Note: Prior to treatment a malignant disease of the esophagus or stomach should be excluded as the treatment with pantoprazole may alleviate the symptoms of malignant diseases and can thus delay diagnosis. Patients who do not respond after 4 weeks should be investigated. To date there has been no experience with treatment in children.
Risk of CLE and SLE: Cutaneous lupus erythematosus (CLE) and systemic lupus erythematosus (SLE) have been reported in patients taking PPIs. These events have occurred as both new onset and an exacerbation of existing autoimmune disease. The majority of PPI-induced lupus erythematosus cases were CLE.
The most common form of CLE reported in patients treated with PPIs was subacute CLE (SCLE) and occurred within weeks to years after continuous drug therapy in patients ranging from infants to the elderly.
Generally, histological findings were observed without organ involvement.
Systemic lupus erythematosus (SLE) is less commonly reported than CLE in patients receiving PPIs. PPI associated SLE is usually milder than non-drug induced SLE. Onset of SLE typically occurred within days to years after initiating treatment primarily in patients ranging from young adults to the elderly. The majority of patients presented with rash; however, arthralgia and cytopenia were also reported.
Avoid administration of PPIs for longer than medically indicated. If signs or symptoms consistent with CLE or SLE are noted in patients receiving Pantoprazole Gastro-Resistant Tablets, discontinue the drug and refer the patient to the appropriate specialist for evaluation. Most patients improve with discontinuation of the PPI alone in 4 to 12 weeks.
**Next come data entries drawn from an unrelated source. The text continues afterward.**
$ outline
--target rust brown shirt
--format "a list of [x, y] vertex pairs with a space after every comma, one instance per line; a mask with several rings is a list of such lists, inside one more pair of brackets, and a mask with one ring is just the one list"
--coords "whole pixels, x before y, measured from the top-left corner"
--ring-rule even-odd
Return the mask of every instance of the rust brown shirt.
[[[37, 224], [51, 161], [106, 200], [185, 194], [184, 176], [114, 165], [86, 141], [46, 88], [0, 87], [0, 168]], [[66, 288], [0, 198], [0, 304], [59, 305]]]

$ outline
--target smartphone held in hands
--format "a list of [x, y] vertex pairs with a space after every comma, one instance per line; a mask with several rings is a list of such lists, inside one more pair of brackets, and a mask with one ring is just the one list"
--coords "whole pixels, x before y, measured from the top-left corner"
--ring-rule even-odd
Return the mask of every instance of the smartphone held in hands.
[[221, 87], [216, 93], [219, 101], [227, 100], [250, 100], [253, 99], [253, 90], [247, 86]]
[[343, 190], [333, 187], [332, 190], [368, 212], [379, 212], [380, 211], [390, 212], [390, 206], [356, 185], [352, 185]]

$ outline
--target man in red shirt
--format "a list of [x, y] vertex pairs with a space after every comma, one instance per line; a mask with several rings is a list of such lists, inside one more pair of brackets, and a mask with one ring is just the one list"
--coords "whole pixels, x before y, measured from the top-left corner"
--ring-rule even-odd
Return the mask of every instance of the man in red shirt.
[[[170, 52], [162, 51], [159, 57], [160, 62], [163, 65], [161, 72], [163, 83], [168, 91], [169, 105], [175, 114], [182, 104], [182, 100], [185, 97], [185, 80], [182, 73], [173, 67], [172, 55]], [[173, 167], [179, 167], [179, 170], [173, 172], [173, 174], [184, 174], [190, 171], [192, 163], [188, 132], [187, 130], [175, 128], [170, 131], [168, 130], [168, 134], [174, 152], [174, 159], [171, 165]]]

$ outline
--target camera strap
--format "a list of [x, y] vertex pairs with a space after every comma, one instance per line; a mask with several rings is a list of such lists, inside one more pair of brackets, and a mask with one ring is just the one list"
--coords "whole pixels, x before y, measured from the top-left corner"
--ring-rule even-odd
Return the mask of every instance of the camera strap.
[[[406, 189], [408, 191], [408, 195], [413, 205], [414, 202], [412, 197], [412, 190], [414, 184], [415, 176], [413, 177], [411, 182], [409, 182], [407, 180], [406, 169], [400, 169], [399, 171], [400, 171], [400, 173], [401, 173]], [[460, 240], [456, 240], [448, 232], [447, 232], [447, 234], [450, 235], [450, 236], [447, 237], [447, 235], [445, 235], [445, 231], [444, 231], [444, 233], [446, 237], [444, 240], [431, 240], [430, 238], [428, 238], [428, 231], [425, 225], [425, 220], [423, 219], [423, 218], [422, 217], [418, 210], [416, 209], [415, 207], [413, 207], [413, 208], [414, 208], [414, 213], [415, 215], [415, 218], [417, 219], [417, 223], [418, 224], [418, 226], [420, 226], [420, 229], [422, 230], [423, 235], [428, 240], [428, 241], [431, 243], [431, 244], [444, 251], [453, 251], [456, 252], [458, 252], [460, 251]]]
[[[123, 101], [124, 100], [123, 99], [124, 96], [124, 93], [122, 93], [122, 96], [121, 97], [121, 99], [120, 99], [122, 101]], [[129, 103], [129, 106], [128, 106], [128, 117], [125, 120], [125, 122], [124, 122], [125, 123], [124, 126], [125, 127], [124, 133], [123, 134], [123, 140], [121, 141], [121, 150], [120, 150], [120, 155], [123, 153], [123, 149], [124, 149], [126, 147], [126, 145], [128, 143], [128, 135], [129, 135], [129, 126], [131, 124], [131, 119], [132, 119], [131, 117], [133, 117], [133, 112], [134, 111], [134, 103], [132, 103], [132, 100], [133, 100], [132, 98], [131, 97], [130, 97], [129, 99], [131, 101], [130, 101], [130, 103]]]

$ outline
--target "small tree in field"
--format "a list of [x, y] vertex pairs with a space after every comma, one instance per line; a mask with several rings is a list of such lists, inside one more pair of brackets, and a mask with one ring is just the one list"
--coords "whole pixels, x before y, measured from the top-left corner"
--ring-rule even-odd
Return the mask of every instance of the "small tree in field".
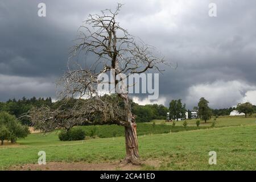
[[251, 114], [254, 112], [253, 105], [249, 102], [243, 104], [238, 104], [237, 106], [237, 109], [239, 113], [245, 113], [246, 118], [247, 114]]
[[[136, 42], [119, 26], [116, 19], [121, 6], [118, 4], [114, 11], [106, 10], [101, 14], [90, 15], [85, 25], [80, 28], [81, 34], [72, 52], [76, 56], [93, 57], [93, 63], [90, 66], [76, 61], [72, 66], [69, 64], [68, 72], [59, 82], [59, 93], [63, 98], [79, 98], [75, 106], [55, 110], [33, 108], [30, 115], [35, 127], [45, 131], [58, 128], [68, 130], [84, 122], [122, 126], [126, 149], [125, 162], [138, 164], [135, 116], [131, 112], [128, 93], [118, 92], [117, 80], [120, 78], [117, 76], [139, 74], [151, 69], [161, 71], [158, 65], [166, 64], [162, 58], [152, 55], [154, 47]], [[97, 92], [99, 83], [104, 83], [98, 79], [102, 73], [114, 77], [110, 84], [114, 84], [113, 89], [117, 94], [102, 96]]]
[[182, 105], [181, 100], [172, 100], [170, 103], [170, 115], [171, 119], [177, 120], [185, 117], [186, 105]]
[[3, 125], [0, 125], [0, 140], [1, 140], [1, 145], [3, 144], [3, 141], [8, 139], [10, 132]]
[[208, 106], [209, 102], [204, 97], [201, 97], [198, 103], [198, 115], [206, 123], [212, 117], [212, 111]]
[[11, 140], [14, 143], [17, 138], [24, 138], [30, 134], [27, 126], [23, 126], [14, 115], [6, 112], [0, 113], [0, 130], [2, 144], [4, 140]]

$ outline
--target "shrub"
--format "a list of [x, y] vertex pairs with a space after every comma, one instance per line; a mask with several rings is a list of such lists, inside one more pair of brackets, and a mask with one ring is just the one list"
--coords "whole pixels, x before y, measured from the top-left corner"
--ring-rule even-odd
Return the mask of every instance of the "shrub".
[[73, 128], [68, 131], [63, 130], [59, 134], [61, 141], [81, 140], [85, 138], [85, 133], [81, 128]]
[[196, 121], [196, 126], [199, 127], [199, 125], [200, 125], [200, 121], [199, 119], [197, 119]]
[[175, 125], [176, 125], [176, 122], [175, 122], [175, 121], [174, 121], [172, 122], [172, 126], [175, 126]]
[[183, 126], [184, 126], [184, 127], [187, 127], [187, 125], [188, 125], [188, 122], [187, 122], [187, 120], [185, 120], [185, 121], [183, 122], [183, 124], [182, 124], [182, 125], [183, 125]]

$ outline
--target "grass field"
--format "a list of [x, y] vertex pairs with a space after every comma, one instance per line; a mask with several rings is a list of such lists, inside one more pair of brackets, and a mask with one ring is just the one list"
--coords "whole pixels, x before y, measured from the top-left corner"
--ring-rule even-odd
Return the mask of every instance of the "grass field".
[[[150, 131], [147, 134], [142, 131], [144, 131], [142, 128], [144, 125], [139, 123], [138, 132], [141, 132], [138, 136], [141, 159], [157, 160], [160, 163], [158, 167], [144, 165], [141, 169], [255, 170], [255, 118], [220, 118], [217, 119], [216, 126], [221, 127], [164, 134], [152, 134]], [[159, 124], [162, 121], [155, 122]], [[188, 126], [194, 126], [195, 122], [189, 121]], [[177, 122], [177, 125], [178, 123]], [[171, 127], [168, 125], [163, 126]], [[88, 127], [84, 127], [90, 131], [91, 129]], [[152, 126], [148, 126], [147, 130], [150, 130], [151, 127]], [[179, 126], [177, 128], [181, 129]], [[104, 133], [101, 129], [98, 129], [98, 132]], [[170, 131], [169, 128], [168, 130]], [[47, 162], [98, 163], [117, 161], [122, 159], [125, 155], [123, 136], [61, 142], [56, 133], [47, 136], [33, 134], [24, 140], [19, 140], [18, 144], [0, 147], [0, 169], [6, 169], [12, 165], [36, 163], [39, 151], [46, 151]], [[216, 165], [208, 163], [210, 151], [217, 152]]]

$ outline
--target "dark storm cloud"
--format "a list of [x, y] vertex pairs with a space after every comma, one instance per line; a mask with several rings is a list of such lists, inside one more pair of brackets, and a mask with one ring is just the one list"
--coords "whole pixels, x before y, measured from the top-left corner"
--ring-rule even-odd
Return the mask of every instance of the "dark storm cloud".
[[[46, 4], [46, 17], [37, 16], [39, 2]], [[160, 75], [162, 102], [180, 98], [191, 107], [201, 96], [209, 98], [213, 107], [230, 106], [254, 90], [255, 1], [121, 2], [125, 5], [118, 18], [121, 25], [178, 64], [176, 70], [166, 68]], [[217, 17], [208, 16], [210, 2], [217, 5]], [[78, 27], [89, 13], [115, 5], [115, 1], [0, 2], [0, 100], [23, 96], [55, 97], [52, 85], [66, 70]], [[17, 82], [13, 79], [20, 86], [14, 86]], [[211, 86], [215, 92], [208, 89]], [[224, 94], [218, 90], [227, 86], [234, 88], [228, 90], [230, 97], [225, 97], [224, 103]]]

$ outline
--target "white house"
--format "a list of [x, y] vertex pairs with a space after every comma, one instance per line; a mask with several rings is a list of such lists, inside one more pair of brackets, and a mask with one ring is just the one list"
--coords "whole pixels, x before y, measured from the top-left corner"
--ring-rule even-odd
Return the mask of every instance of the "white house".
[[240, 113], [238, 112], [238, 111], [234, 110], [233, 110], [230, 114], [229, 114], [229, 115], [245, 115], [245, 114], [243, 113]]

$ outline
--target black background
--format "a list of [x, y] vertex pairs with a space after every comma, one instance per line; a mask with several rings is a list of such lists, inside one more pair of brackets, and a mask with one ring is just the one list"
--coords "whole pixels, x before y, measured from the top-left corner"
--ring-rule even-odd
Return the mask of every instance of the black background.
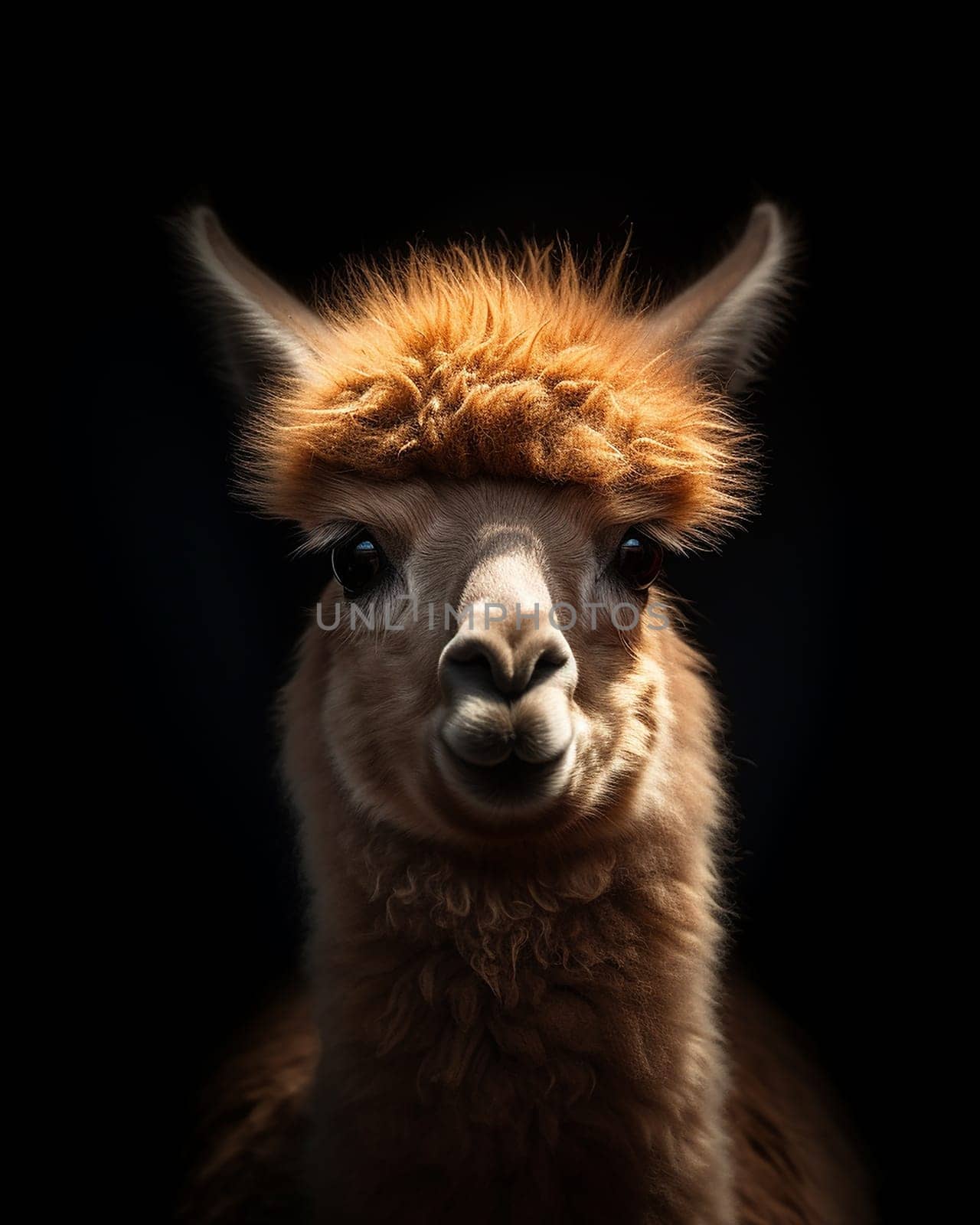
[[854, 163], [810, 148], [751, 167], [674, 158], [658, 174], [595, 142], [587, 159], [570, 148], [485, 165], [354, 131], [341, 154], [331, 140], [320, 169], [315, 148], [256, 141], [233, 154], [163, 123], [138, 152], [92, 134], [83, 180], [66, 175], [61, 236], [85, 292], [69, 290], [64, 490], [94, 665], [75, 719], [103, 816], [86, 840], [105, 971], [99, 986], [83, 975], [71, 1006], [100, 1009], [111, 992], [100, 1025], [120, 1073], [110, 1181], [154, 1188], [141, 1219], [167, 1219], [201, 1083], [288, 979], [301, 940], [271, 707], [320, 576], [289, 560], [289, 527], [229, 497], [234, 405], [212, 376], [167, 218], [211, 202], [298, 293], [344, 255], [418, 238], [561, 233], [590, 247], [630, 227], [637, 268], [674, 285], [763, 197], [795, 218], [805, 256], [772, 375], [747, 405], [767, 437], [761, 516], [668, 577], [697, 610], [730, 717], [737, 957], [810, 1035], [886, 1176], [888, 815], [872, 799], [871, 751], [882, 597], [865, 462], [883, 409], [859, 404], [845, 376], [862, 327], [842, 190]]

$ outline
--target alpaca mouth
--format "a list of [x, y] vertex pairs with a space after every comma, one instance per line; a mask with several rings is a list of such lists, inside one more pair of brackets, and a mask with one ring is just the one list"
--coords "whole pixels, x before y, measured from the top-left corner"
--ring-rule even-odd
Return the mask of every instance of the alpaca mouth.
[[575, 760], [568, 745], [549, 761], [524, 761], [511, 753], [491, 766], [464, 761], [440, 737], [436, 760], [450, 788], [463, 799], [497, 812], [538, 809], [557, 799], [566, 789]]

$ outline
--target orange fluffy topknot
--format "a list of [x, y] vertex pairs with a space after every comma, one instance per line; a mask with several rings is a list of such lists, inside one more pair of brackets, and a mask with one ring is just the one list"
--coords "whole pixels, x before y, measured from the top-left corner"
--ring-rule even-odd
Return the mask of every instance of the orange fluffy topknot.
[[528, 244], [353, 267], [315, 361], [247, 428], [249, 496], [307, 521], [331, 472], [526, 478], [638, 492], [679, 544], [712, 539], [748, 508], [750, 436], [650, 339], [625, 256]]

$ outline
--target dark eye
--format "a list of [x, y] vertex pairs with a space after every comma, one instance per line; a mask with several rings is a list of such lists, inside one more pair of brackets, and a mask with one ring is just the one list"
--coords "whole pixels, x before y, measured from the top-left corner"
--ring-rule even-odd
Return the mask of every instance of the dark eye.
[[348, 537], [331, 554], [333, 575], [348, 595], [360, 595], [372, 587], [387, 564], [381, 545], [368, 530]]
[[630, 528], [616, 549], [616, 573], [636, 592], [646, 590], [660, 573], [664, 551], [639, 528]]

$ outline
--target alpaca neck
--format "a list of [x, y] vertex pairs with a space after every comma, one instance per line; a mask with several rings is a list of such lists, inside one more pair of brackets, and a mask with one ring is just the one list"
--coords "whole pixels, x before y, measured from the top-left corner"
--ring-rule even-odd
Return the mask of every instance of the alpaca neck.
[[337, 1169], [381, 1161], [392, 1196], [466, 1171], [420, 1221], [730, 1220], [706, 844], [650, 828], [521, 871], [349, 820], [337, 846], [311, 949]]

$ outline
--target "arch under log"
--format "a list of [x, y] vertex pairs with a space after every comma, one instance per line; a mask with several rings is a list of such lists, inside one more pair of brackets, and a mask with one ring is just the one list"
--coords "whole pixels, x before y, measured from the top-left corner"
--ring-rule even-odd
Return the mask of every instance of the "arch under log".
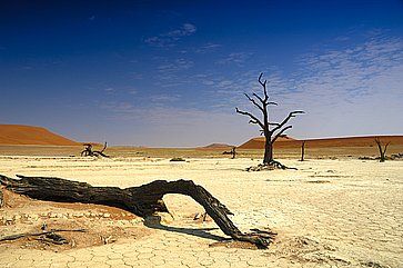
[[19, 179], [0, 175], [0, 183], [13, 192], [39, 200], [105, 205], [124, 209], [143, 218], [154, 212], [168, 212], [162, 200], [164, 195], [185, 195], [199, 202], [220, 229], [234, 240], [248, 241], [260, 248], [266, 248], [275, 235], [256, 229], [253, 229], [251, 234], [241, 232], [228, 217], [233, 214], [208, 190], [192, 180], [154, 180], [139, 187], [121, 189], [119, 187], [93, 187], [87, 182], [52, 177], [20, 175], [17, 177]]

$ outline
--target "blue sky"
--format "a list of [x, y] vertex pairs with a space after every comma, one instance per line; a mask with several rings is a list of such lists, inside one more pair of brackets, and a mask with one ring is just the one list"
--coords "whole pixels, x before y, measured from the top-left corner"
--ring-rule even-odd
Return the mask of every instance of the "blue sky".
[[290, 136], [402, 135], [403, 1], [0, 2], [1, 123], [239, 145], [260, 72]]

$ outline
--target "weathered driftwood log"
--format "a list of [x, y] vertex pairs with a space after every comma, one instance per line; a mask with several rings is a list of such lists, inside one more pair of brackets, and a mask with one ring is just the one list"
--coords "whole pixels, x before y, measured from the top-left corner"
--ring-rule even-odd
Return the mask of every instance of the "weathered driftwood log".
[[148, 185], [121, 189], [118, 187], [93, 187], [85, 182], [71, 181], [49, 177], [24, 177], [11, 179], [0, 175], [0, 183], [7, 189], [34, 199], [59, 202], [100, 204], [122, 208], [140, 217], [154, 212], [168, 212], [162, 200], [167, 193], [180, 193], [192, 197], [205, 209], [220, 229], [235, 240], [249, 241], [258, 247], [266, 248], [273, 235], [266, 232], [243, 234], [230, 220], [233, 215], [224, 205], [203, 187], [192, 180], [154, 180]]
[[107, 149], [108, 147], [108, 142], [105, 141], [105, 143], [103, 145], [102, 150], [100, 151], [93, 151], [92, 150], [92, 145], [91, 143], [84, 143], [83, 145], [85, 148], [84, 150], [81, 151], [81, 156], [82, 157], [109, 157], [105, 153], [103, 153], [103, 151]]
[[3, 198], [3, 191], [0, 188], [0, 208], [4, 206], [4, 198]]
[[52, 235], [54, 235], [56, 232], [61, 232], [61, 231], [85, 232], [87, 230], [85, 229], [71, 229], [71, 230], [69, 230], [69, 229], [51, 229], [50, 231], [23, 232], [23, 234], [0, 237], [0, 241], [10, 241], [10, 240], [17, 240], [20, 238], [24, 238], [24, 237], [39, 237], [39, 236], [47, 236], [47, 235], [50, 235], [52, 237]]

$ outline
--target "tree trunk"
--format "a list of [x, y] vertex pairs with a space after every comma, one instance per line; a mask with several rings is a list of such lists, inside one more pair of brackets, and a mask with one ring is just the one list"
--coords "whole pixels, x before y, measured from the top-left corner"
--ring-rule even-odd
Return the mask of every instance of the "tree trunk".
[[220, 229], [235, 240], [248, 241], [266, 248], [273, 234], [243, 234], [228, 217], [232, 212], [203, 187], [192, 180], [154, 180], [140, 187], [121, 189], [118, 187], [92, 187], [85, 182], [49, 177], [24, 177], [11, 179], [0, 175], [0, 183], [7, 189], [31, 198], [58, 202], [100, 204], [122, 208], [140, 217], [154, 212], [168, 212], [162, 197], [167, 193], [181, 193], [192, 197], [205, 209]]
[[4, 206], [4, 197], [3, 197], [3, 191], [0, 187], [0, 208], [2, 208]]
[[305, 157], [305, 141], [302, 141], [302, 145], [301, 145], [301, 161], [304, 160], [304, 157]]
[[271, 137], [266, 137], [264, 143], [263, 165], [270, 165], [272, 161], [273, 161], [273, 145]]

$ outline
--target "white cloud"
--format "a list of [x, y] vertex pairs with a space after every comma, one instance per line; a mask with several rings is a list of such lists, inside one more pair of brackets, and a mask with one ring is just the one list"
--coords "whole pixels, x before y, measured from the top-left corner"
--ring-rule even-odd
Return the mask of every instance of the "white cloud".
[[250, 57], [252, 56], [252, 53], [249, 52], [233, 52], [233, 53], [229, 53], [225, 58], [221, 59], [218, 61], [218, 63], [221, 64], [242, 64], [244, 63]]
[[183, 23], [179, 29], [147, 38], [144, 42], [153, 47], [169, 48], [174, 47], [177, 41], [179, 41], [183, 37], [191, 36], [195, 32], [197, 27], [194, 24]]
Serological testing (e.g., Antinuclear antibody) may be positive and elevated serological test results may take longer to resolve than clinical manifestations.
Effects on the ability to drive and use of machines: Adverse drug reactions, such as dizziness and visual disturbances may occur (see Adverse Reactions). If affected, patients should not drive or operate machines.
Use in pregnancy: There are no adequate data from the use of pantoprazole in pregnant women. Studies in animals have shown reproductive toxicity. The potential risk for humans is unknown. Pantoprazole gastro-resistant tablets should not be used during pregnancy, unless clearly necessary.
Use in lactation: Animal studies have shown excretion of pantoprazole in breast milk. Excretion into human milk has been reported. Therefore, a decision on whether to continue/discontinue breast feeding or to continue/discontinue therapy with pantoprazole gastro-resistant tablets should be made taking into account the benefit of breastfeeding to the child, and the benefit of pantoprazole gastro-resistant tablets therapy to women.